Porque, “una vez iniciado el camino del biomejoramiento humano, ¿quién se resistirá? Y ¿dónde estarán los límites?”. La realidad de una casta genéticamente mejorada, asentada en una ventaja económica previa, tiene el potencial de añadir una desigualdad biológica extrema a la desigualdad socioeconómica que el consenso general identifica como uno de los males insostenibles de nuestras democracias. La “secesión de las élites” conocería otra vuelta de tuerca que podría “ser más bien un inmenso club de solitarios autosuficientes y desentendidos del destino de cualquier congénere”.

Junto a esas consecuencias sociales, Diéguez también se detiene en debates que atañen a la propia especie, pues si “fueran muchas las parejas que pudieran acceder a su aplicación, estaríamos modificando de forma significativa el acervo genético de la humanidad, y, por tanto, tomando decisiones, quizá irreversibles y poco atinadas, acerca de la evolución de nuestra especie”. Sea como sea, estamos en un momento de cambios profundos en el autoconocimiento de los mecanismos de funcionamiento de nuestros cuerpos, un conocimiento que debemos saber aplicar, pues el potencial benéfico es también inmenso, como bien saben tantos enfermos que han conocido una mejora o una curación para sus patologías hasta hace poco incurables.

En este debate, el autor, si bien se muestra escéptico ante los planteamientos maximalistas de visionarios como David Wood, Aubrey de Grey o Ray Kurzweil, mantiene una posición abierta a transformaciones que implican cuestionar conceptos asentados pero difusos como el de “naturaleza humana”, aunque insiste en la necesidad de luchar contra el mencionado determinismo tecnológico y en la urgencia de debatir y valorar las consecuencias de los pasos que se dan.

Un debate que, dado el impacto transversal de dichos avances científico-técnicos, debería implicar a diversas ramas del conocimiento, también y de forma destacada, a las humanidades y a las ciencias sociales. Como dice el autor, “no debería asustarnos la posibilidad, en circunstancias muy delimitadas que habría que precisar, de realizar ciertos cambios, incluso cambios significativos, en las características de nuestra especie, lo cual implica la modificación genética en la línea germinal”. El desarrollo de la ciencia y de la tecnología nos está mostrando que “algunas de las ideas que habíamos forjado acerca de la índole específica de lo humano están en serio cuestionamiento”. Para el autor, preservar al ser humano exige entenderlo mucho mejor de lo que lo hemos hecho, “y entender bien que sus límites siempre han sido flexibles”. No reside ahí el problema, sino “en los fines que deseamos alcanzar con ellos y en la fiabilidad de los medios”.

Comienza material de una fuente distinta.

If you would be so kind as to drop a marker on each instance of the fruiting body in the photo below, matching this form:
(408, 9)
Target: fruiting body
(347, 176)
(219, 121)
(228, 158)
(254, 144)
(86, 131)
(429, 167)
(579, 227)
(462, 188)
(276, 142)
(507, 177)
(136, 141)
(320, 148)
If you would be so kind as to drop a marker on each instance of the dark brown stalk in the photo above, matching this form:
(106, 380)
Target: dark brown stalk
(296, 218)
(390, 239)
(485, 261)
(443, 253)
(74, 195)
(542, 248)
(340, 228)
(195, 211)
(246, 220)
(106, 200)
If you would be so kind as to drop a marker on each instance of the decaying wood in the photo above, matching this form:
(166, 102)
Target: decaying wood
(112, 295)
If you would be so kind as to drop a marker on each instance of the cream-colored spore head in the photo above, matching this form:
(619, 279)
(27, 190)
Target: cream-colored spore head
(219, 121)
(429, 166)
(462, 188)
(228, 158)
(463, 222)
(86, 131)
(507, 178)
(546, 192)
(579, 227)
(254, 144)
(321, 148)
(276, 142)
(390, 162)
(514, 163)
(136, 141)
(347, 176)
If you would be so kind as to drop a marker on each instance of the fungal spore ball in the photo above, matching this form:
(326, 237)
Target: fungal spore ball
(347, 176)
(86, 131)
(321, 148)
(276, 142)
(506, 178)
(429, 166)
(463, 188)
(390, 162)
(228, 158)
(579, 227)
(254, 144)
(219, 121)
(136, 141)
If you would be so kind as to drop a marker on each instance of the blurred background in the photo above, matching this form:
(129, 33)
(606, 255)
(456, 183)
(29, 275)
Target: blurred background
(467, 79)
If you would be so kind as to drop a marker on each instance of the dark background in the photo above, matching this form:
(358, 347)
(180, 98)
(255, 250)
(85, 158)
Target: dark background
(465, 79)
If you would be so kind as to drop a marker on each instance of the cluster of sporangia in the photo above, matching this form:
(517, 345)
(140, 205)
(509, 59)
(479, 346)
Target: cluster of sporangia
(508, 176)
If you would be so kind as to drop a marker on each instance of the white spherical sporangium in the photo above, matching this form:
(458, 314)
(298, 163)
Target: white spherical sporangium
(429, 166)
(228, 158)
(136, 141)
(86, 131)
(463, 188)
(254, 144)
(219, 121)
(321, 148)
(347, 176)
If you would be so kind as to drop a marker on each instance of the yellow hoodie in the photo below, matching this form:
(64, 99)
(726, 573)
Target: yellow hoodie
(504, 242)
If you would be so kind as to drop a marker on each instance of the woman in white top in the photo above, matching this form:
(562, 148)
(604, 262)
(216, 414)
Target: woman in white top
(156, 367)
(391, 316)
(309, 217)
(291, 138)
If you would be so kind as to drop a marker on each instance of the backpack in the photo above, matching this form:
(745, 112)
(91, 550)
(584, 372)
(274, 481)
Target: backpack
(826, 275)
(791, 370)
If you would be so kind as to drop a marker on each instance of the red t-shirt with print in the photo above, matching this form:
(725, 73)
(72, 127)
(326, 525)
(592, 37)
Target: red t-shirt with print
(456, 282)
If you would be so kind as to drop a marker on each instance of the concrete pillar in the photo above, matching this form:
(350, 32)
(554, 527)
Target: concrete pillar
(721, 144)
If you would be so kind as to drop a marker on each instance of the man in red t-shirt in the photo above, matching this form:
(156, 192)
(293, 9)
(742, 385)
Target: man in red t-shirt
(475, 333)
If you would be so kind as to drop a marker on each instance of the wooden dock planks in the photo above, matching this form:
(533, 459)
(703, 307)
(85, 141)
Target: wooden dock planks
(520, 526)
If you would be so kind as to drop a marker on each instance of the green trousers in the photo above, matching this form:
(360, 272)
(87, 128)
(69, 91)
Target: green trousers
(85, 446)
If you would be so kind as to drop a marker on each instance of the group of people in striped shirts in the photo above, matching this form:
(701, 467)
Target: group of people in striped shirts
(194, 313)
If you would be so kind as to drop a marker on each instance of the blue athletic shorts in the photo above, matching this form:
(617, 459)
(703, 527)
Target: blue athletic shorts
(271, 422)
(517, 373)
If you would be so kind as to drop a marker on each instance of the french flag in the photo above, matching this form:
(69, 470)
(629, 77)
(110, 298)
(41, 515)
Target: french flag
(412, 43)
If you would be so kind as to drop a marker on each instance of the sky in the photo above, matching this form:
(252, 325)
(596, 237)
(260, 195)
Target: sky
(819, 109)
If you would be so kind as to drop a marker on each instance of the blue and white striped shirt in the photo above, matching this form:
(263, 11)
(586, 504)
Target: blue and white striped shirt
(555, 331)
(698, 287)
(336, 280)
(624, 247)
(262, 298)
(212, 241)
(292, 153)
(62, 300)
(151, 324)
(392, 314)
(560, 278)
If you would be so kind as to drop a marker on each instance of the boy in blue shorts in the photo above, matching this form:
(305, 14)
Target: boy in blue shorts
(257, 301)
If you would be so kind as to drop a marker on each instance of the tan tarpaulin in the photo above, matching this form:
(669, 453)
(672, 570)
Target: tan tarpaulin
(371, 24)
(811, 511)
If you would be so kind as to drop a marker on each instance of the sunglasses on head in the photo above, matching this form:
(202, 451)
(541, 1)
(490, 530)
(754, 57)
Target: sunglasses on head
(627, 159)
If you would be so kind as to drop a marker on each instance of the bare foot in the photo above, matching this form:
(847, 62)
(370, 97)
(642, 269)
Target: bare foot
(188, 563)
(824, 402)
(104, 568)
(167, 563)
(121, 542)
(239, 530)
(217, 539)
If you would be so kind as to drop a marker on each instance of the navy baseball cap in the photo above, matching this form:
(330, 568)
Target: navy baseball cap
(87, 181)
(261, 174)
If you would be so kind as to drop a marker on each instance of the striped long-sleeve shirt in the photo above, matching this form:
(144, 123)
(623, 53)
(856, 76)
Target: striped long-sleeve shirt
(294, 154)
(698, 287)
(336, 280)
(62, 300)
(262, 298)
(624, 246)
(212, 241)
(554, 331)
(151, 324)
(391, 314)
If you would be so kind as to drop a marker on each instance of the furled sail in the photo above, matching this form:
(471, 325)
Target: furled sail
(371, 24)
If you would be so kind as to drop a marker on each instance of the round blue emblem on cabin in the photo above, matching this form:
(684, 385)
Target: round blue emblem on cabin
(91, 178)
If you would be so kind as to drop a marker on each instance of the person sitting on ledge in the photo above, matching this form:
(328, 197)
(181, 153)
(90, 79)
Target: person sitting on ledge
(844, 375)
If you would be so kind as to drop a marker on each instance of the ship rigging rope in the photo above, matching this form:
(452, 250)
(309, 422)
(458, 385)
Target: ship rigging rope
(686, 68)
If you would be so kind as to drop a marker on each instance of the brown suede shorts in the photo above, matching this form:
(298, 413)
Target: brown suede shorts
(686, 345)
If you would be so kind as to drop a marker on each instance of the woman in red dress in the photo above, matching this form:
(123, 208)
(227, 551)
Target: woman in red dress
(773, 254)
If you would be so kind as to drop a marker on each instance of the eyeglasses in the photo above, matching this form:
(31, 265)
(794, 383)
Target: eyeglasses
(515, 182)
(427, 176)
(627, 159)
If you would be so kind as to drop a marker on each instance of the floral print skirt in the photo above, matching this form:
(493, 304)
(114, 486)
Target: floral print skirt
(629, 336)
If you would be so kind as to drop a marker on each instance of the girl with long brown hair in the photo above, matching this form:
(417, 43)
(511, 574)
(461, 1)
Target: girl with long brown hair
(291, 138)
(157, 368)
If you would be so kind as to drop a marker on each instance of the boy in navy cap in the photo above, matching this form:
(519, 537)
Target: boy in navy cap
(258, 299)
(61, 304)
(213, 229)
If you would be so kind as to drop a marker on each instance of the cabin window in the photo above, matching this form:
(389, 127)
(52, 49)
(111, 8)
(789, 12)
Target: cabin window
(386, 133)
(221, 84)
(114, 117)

Mucho más crítica y rotunda es su posición respecto a los avances en una de las herramientas esenciales del transhumanismo, la Inteligencia Artificial. “La inteligencia artificial […] ejerce su poder como un monarca absoluto, sin apenas el más mínimo control público eficaz sobre sus posibles abusos y caprichos…”, escribe Diéguez, para quien los debates sobre el transhumanismo y las máquinas superinteligentes son necesarios, pero no tan urgentes como la “presión para que entreguemos nuestra privacidad y nuestra capacidad de decisión no tanto a las máquinas como a los dueños de las máquinas”. Así, si no somos capaces de establecer la gobernanza de la tecnología, estaríamos a las puertas de distopías de las que ya hemos tenido alguna muestra en series recientes. Por eso, “es hora de tomarse en serio el trabajo regulador y legislativo”.

Hablar del futuro para camuflar el presente

Para Diéguez, desde los impulsores y defensores de este determinismo tecnológico se plantea el debate a través de una trampa de fondo que conviene denunciar, y es que mientras hablamos de posibilidades futuras –muchas de ellas bastante inciertas y discutibles y exagerando con frecuencia los peligros para la supervivencia de nuestra especie–, obviamos los efectos que todas esas innovaciones aplicadas tienen ya en nuestra vida política y social. Urge, por tanto, reconducir el debate y llevarlo a términos menos entusiastas y menos alérgicos, y más relacionados con el corto y medio plazo y no tanto con un futuro difícil de predecir y de producir. También aquí existe una polarización afectiva que dificulta cualquier conversación sosegada, aunque sin duda este ensayo lúcido, clarificador y didáctico nos lo pone un poco más fácil.